Stress fractures are one of the most frequent sports injuries, with women suffering from them more often than men. These injuries are small cracks in the bone, triggered by overuse. Fractures occur when fatigued muscles can no longer absorb the shock of an impact created by a repeated movement. Stress fractures often happen in bones that bear the heaviest load, such as the second and third metatarsals in the foot, which are not only thinner than the first metatarsal but also take the brunt of the impact when running or walking. Stress fractures can also affect the heel (calcaneus), the outer bone of the lower leg and ankle or fibula, the talus (in the ankle joint) and the navicular, which is located on top of the midfoot.
Dancers often have stress fractures in the navicular or metatarsal bones. Walkers and runners are more likely to suffer stress fractures in their metatarsal and calcaneal bones.

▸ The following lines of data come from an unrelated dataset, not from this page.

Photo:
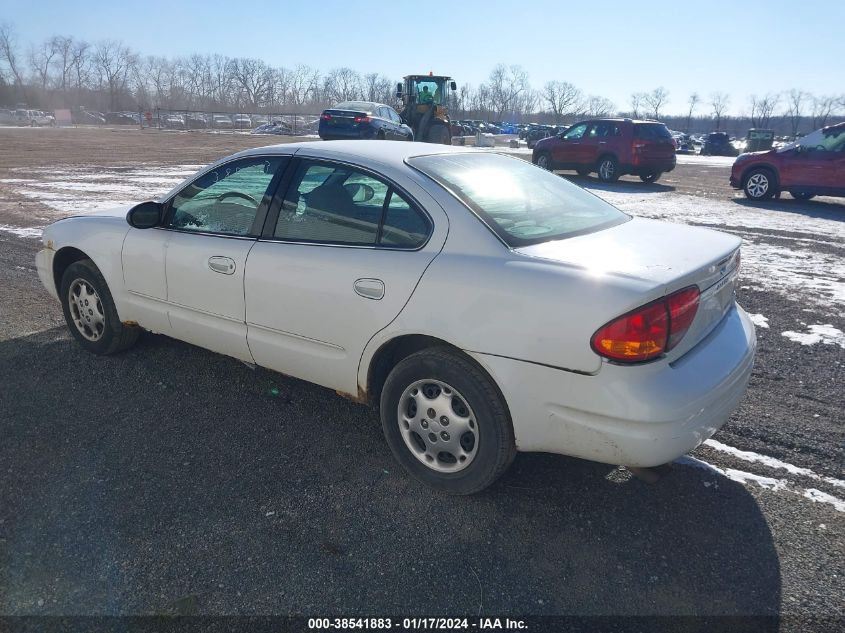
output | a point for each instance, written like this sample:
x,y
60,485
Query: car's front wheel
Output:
x,y
446,422
544,161
759,184
90,312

Stress fractures in the heel area may be related to tibial and femoral neck stress fractures. These fractures higher up the leg are to be treated with extreme caution because, if they turn into a complete fracture or the bones misalign, it can lead to an aggressive form of arthritis. Should the bone in your femoral head die, a total hip replacement will be necessary.
What causes stress fractures?
Stress fractures can be caused over a period of time. New bone is always developing to supersede older bone. However, overintense repeated activity will break down the older bone too quickly, before new bone has the chance to grow and therefore bones weaken and are more prone to fracturing. Causes of stress fractures include:
- Raising the intensity level of an activity too suddenly, especially on hard surfaces
- Not wearing the correct footwear or using the right equipment when playing sport
- Greater activity, for example, participating in sport more often
- Adopting an abnormal foot posture or movement
- Suffering from osteoporosis or a hormone deficiency affecting your bones’ density
- Women experiencing irregular periods are at greater risk, due to reduced oestrogen, which normally helps to strengthen bones
- Running, jumping, or dancing or other high impact sports can make injury more likely
What are the symptoms of stress fractures?

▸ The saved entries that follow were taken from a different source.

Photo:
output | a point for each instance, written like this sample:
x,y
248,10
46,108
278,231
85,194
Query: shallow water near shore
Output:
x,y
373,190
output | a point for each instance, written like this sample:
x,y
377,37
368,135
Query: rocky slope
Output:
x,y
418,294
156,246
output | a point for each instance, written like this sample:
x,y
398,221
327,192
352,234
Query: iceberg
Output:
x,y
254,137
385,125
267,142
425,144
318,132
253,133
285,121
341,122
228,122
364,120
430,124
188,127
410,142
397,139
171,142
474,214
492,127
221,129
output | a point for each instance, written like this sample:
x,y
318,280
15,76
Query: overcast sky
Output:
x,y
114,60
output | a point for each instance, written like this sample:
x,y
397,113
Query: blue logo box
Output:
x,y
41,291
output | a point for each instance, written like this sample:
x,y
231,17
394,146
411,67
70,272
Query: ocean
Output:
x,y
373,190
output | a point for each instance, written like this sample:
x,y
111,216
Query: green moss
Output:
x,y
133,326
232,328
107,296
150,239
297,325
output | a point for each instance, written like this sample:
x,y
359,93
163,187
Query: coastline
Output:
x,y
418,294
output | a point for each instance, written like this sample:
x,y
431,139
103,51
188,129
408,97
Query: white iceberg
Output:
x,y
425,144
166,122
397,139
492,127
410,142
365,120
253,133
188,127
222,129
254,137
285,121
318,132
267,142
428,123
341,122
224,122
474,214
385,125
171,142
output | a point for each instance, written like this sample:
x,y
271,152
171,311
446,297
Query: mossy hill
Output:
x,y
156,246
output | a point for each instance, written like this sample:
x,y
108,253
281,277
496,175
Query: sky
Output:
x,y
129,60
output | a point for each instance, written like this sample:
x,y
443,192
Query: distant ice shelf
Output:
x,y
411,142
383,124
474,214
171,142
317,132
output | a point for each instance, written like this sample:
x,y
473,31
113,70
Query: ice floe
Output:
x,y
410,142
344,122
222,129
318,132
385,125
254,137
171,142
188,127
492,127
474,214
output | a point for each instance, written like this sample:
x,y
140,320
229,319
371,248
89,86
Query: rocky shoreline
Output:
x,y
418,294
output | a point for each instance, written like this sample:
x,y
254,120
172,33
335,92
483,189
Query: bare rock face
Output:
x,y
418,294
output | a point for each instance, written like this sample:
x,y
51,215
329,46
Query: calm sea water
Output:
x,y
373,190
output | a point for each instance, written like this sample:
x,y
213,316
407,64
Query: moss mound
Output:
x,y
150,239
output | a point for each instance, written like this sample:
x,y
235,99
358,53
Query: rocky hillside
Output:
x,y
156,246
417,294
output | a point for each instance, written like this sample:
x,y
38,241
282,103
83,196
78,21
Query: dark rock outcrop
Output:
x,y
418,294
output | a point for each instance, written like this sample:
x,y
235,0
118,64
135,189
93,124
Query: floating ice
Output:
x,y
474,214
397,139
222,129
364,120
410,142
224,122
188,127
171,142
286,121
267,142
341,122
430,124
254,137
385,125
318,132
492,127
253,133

Pain when exercising, which dissipates when you are at rest, is the most common symptom.
How are stress fractures diagnosed?
Once you have discussed your symptoms with your consultant, he will advise you on the best treatment for you. In order to confirm the diagnosis, he may also organise X-rays and an MRI scan.
How are stress fractures treated?
You will be advised to refrain from the activity that led to the fracture and to get plenty of rest for approximately eight weeks to allow healing to take place. After this, there will be regular MRI scans to check progress. If you were to continue your normal pattern of activity, without resting, it is likely to result in further stress fractures which may be more resistant to treatment. Your consultant may also advise you to wear shoe inserts or braces to help the fracture heal.
Surgery can be offered to sportspeople wanting a quick return to action, particularly those with a fracture on the inside of the tibia (medial malleolus fracture) or a 5th metatarsal fracture.
Not overdoing things after your treatment is key to avoiding further stress fractures. A staged return to training, without putting too much stress on your bones, is the best option.
To help you avoid future stress fractures, your consultant may suggest that you adjust your training goals and avoid overexerting yourself. As a rule, the level of your training intensity should go up by no more than 10% per week. Varying your training routine is an excellent idea as is ensuring you use the correct equipment, and particularly, the right footwear, for your sport.